Eternal, the parent company of food delivery platform Zomato, reported a strong cash position of ₹18,857 crore for the quarter ending June 2025 (Q1FY26), up from ₹18,825 crore in the previous quarter. This bolstered balance sheet comes despite continued capital expenditure toward infrastructure and expansion, especially for its quick commerce arm, Blinkit.
The company’s cash position has significantly improved over the past year. In Q1FY25, Eternal’s cash reserves stood at ₹12,539 crore. A major contributor to this surge was a ₹8,446 crore capital raise through a Qualified Institutional Placement (QIP) during Q3FY25, which added meaningful liquidity to fund growth and maintain a competitive edge.
Eternal’s consistent profitability in its core food delivery business has allowed it to generate strong operating cash flows, which further fuel its war chest. The company stated in its filing that the increase in Q1FY26 could have been higher if not for partial recovery of ticketing advances issued in the previous quarter in its Going-Out vertical.
Significantly, Eternal’s current cash balance is almost three times larger than its closest rival. As per the last reported figures, Swiggy held ₹6,695 crore in cash as of Q4FY25. While Swiggy has yet to release its Q1FY26 results, analysts anticipate further depletion of its reserves due to sustained investment in Instamart, its quick commerce unit.
This widening gap in liquidity is critical as India’s quick commerce landscape intensifies.
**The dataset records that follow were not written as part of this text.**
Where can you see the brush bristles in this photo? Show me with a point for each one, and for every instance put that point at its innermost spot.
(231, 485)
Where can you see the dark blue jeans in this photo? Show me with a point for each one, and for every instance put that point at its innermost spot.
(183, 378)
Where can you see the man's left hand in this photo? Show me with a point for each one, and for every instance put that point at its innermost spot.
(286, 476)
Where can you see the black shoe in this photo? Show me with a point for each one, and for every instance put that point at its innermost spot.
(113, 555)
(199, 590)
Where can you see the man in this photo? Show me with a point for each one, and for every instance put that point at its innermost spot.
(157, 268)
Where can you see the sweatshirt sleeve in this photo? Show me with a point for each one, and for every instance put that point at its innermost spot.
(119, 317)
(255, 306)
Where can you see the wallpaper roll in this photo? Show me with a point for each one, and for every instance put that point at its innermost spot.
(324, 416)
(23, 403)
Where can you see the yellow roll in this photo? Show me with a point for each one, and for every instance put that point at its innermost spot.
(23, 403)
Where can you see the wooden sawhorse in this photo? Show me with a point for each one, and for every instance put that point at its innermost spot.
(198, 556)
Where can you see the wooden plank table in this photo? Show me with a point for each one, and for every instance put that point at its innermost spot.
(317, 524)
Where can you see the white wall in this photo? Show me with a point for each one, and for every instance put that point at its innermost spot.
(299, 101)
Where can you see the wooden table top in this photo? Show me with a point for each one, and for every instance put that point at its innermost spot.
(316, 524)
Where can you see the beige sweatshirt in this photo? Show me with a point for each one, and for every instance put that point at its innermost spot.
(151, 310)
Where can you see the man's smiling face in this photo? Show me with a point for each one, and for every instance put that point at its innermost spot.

Players are ramping up expansion efforts, deploying capital toward dark store infrastructure, faster delivery networks, and competitive customer acquisition strategies. Eternal’s robust capital base offers a strategic advantage in absorbing these costs while maintaining operational agility.
Industry watchers note that with higher cash reserves, Eternal is better positioned to scale Blinkit, capture market share, and endure prolonged competitive pressure. The quick commerce segment, known for thin margins and high upfront costs, demands deep capital to achieve sustainable unit economics and long-term profitability.
Eternal’s recent performance underscores its strategy to balance growth with fiscal discipline, ensuring it remains a dominant force in India’s evolving consumer internet ecosystem. As the IPO-funded liquidity from competitors eventually thins out, the battle in quick commerce could increasingly favor players like Eternal that have not only scaled fast but also banked on strong internal accruals and capital raises at opportune times.